Now, if I had even the foggiest idea what the next big hardware breakthrough would be I might not be writing this right now.

But one thing that could be nifty is a service that would offer "person-alerts", like Google does with the news. Some grand clearing-house attached to Friendster and MySpace and tribe and the rest where you could enter in the details for your lost people and specify a matching threshold and get notified when someone who matched appeared. Hey, what about "Stalkr!" for a name? (Sure sure, people could opt out at the site or it could be part of the user agreement with the networking site or whatever. You say "privacy" and I say, just this once, very softly, "details.")

Okay, catchy name aside, it seems a little skeletal so far as internet ventures go. But then I remembered an idea I had way back when -- Email from the Dead.

"Finally, the last in last words." The premise is the obvious. You sign up with the service and write up your missives to be fired off at the appropriate people when the trigger event (your death) occurs. Why not tie it in to the whole "Stalkr!" thing, so that you can say goodbye, or perhaps piss-off, or, hey, I turned out just fine and then I died, to that first boy/girl/couple who broke your heart, but who you never managed to google and were too cheap to hire a PI to track down. Or, you know, you were just chicken.
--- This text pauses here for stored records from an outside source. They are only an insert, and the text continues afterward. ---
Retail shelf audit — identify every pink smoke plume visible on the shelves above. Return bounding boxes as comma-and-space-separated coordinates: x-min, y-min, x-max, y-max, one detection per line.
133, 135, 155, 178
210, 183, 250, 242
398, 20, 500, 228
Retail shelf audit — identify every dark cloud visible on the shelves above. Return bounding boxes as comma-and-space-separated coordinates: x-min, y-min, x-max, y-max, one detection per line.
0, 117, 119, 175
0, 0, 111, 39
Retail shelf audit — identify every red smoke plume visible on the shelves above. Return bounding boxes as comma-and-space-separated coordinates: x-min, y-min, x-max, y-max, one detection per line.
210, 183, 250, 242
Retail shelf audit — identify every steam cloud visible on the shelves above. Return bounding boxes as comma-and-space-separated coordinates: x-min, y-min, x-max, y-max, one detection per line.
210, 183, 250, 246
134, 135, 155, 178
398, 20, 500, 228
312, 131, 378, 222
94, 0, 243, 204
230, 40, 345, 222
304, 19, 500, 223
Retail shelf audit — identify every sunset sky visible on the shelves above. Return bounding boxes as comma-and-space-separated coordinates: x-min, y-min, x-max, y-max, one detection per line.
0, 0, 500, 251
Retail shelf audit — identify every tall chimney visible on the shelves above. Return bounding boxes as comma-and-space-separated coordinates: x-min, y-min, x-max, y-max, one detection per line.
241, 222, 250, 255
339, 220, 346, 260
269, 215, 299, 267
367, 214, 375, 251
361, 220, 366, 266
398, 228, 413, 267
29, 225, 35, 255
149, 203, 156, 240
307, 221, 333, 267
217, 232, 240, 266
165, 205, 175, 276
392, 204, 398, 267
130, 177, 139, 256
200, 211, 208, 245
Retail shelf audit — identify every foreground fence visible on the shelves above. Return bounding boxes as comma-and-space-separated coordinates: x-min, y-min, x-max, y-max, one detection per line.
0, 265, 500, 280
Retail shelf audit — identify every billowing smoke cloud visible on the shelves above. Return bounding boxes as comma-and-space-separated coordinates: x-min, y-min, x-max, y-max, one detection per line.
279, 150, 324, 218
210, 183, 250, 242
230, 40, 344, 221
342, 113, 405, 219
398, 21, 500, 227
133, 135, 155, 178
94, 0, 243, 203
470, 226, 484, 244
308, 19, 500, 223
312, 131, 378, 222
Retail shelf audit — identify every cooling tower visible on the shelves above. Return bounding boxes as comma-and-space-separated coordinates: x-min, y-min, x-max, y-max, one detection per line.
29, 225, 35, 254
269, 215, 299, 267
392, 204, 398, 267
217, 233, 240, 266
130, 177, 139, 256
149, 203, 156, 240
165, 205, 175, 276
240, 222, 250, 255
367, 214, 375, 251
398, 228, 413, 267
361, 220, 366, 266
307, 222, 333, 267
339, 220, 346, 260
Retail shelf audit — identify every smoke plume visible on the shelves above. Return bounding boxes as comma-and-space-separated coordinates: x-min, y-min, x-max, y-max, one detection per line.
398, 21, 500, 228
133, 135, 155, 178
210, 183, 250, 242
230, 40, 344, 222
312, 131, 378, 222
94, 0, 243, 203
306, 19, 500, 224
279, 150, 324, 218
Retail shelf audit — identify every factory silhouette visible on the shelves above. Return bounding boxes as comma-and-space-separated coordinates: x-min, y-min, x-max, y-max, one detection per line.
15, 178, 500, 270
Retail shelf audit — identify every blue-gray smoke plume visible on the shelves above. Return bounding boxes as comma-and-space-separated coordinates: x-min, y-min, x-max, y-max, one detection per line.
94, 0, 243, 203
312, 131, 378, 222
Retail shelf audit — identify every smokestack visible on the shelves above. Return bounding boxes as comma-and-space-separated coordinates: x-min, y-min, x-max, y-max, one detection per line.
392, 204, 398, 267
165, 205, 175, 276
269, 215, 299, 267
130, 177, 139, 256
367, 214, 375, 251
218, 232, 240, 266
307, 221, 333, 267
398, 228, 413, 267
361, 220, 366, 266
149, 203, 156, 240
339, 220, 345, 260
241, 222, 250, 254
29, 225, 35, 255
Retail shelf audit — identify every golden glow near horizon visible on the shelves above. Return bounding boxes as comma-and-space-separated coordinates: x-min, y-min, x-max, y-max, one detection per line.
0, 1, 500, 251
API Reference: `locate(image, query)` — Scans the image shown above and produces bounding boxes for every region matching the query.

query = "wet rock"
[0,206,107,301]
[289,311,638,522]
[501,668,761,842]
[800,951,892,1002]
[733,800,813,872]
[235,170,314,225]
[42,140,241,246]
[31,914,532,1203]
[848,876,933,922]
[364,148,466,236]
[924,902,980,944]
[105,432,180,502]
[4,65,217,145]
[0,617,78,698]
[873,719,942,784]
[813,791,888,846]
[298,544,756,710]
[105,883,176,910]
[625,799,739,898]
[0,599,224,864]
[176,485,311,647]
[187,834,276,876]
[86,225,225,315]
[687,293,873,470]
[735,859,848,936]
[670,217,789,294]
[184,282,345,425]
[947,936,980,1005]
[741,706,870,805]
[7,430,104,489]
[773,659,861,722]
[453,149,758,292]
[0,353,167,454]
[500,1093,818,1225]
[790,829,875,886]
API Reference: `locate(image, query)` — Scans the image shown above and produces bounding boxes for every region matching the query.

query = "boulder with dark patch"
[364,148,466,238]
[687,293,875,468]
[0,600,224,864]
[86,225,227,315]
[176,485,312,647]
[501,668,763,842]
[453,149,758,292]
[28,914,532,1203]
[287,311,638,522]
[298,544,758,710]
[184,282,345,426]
The real beauty begins to appear when you imagine the accidents. Because they're going to happen. You won't be there to review the information and say, yeah, that's him/her/them.

So, imagine the accidents are the point. You create a recipient profile, write what you want to say, and then people ten and twenty and twenty-two and 33.3 years (and further) later get this weird message.

But I don't think "Stalkr!" quite works. "Hauntr!"?

Wednesday, January 3, 2007

Only $100 and a crank battery? I'll take 4!

I'm a sucker for things that fold and/or have wheels (and a crank is a folding wheel), so it was easy for me to find a soft spot for the One Laptop Per Child project. And, if I could buy four, I would of course donate 3 to children who need them. However, "Can I buy one" (for myself or to finance a few machines for a developing country) does not seem to be included in their FAQ. (Well, perhaps obliquely. They plan to sell the machines in bulk directly to governments.)

They are hoping to launch the project in the first half of 2007 and have created a specialized OS, "Sugar," that is supposed to be more child oriented than the standard desktop paradigm. Some of it just seems like calling a garbanzo bean a chickpea, but one interesting change is that they will have a journal instead of the usual system of folders and such. I imagine it's sort of like searching though email for the latest version of that god awful huge word document you were working on (not that I would ever do that), but I could be wrong. Those who are interested in trying it out for themselves can download a copy here.

One small irritant for me, though I'm not sure if I'm irritated with myself or Mr. Negroponte, is when he said it was "criminal" that children be trained to use Word, Excel and PowerPoint. Now, I agree PowerPoint
  • rots your brain
  • rots your brain
  • and rots your brain
and that kids should be kids, but I'm afraid that for a lot of the kids in question, knowing stupid office programs could make a big difference in their lives. But I'm still pretty sure I'm irritated with myself. Pragmatism is so dingy sometimes, and for good reason.

Anyway, here's a big XOXOXO for the XO. And maybe we can donate our used USB keychain drives, even if we can't buy one of the laptops.

Read the BBC's article here

Monday, January 1, 2007

Tomato Soup


Tomato Soup
Originally uploaded by Mark and Allegra.

Mark took this picture of several round things at Mövenpick. Little did we know that the rest of our meal wouldn't show up for another hour.